Bei allen Ausführungen bleibt Frau Prof. Dr. Grunwald ihrem im Vorwort dargelegten Credo treu: Vermittelt wird in diesem Werk nicht tiefgreifendes – und im Examen nach Ansicht der Autorin wenig honoriertes – Detailwissen, sondern vielmehr die Regelungen und die Systematik der dargestellten Normenkomplexe, mit dem Ziel, die Studierenden zur überzeugenden, problembewussten Falllösung zu befähigen. Die Darstellungen verlieren sich deshalb nicht in der endlosen Aufzählung und dem Austarieren von Streitständen, sondern widmen sich dem „Regelfall“. Obgleich sind die üblichen Streitstände dennoch im Werk zu finden, oft auch unter expliziter Nennung der herrschenden und widerstreitenden Meinung, manchmal dagegen auch etwas versteckt in den Fußnoten. In die in präziser und gut verständlicher Sprache formulierten Erläuterungen ist an passender Stelle – und bei überragender Bedeutung für das Verständnis – auch Kasuistik eingearbeitet. Die im Anschluss an eine kurze Sachverhaltswiedergabe folgende – und manchmal auch äußerst kritische – Analyse und Erläuterung dient der Vertiefung sowie der Festigung des Erlernten. Von der Rechtsprechung abweichende Meinungen werden dabei ausführlich und verständlich gerechtfertigt.

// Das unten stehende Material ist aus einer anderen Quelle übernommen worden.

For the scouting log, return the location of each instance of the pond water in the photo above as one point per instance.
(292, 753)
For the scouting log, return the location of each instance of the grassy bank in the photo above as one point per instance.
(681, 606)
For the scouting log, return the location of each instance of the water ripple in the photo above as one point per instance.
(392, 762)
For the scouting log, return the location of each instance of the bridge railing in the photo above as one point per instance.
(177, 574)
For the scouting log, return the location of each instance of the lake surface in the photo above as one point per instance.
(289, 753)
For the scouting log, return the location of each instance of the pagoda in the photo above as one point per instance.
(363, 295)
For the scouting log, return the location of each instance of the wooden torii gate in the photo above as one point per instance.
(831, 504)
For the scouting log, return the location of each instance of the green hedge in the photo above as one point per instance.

Das Werk richtet sich an den Studierenden in der Vorbereitung auf die erste juristische Prüfung; Grundkenntnisse der Materie und Streitstände sind erforderlich um Zugang zu den Ausführungen zu finden und den maximalen Nutzen aus dem Werk zu ziehen. Wer sich bloß auf das Erlernen von Streitständen konzentrieren will, dem sei jedoch von Frau Prof. Dr. Grunewalds Werk ab- und zu anderen bekannten und deutlich „papierlastigeren“ Werken im Bereich des Bürgerlichen Rechts geraten. Wer aber einen systematischen Überblick über das BGB sucht oder gar die Philosophie des Werks und seiner Autorin teilt, dem sei das Arbeiten mit diesem Werk zuzuraten. Gerade zur Einführung in und dem schnellen Überblick über die jeweilige Materie eignet sich das „Bürgerliche Recht“ von Frau Prof. Dr. Grunewald hervorragend.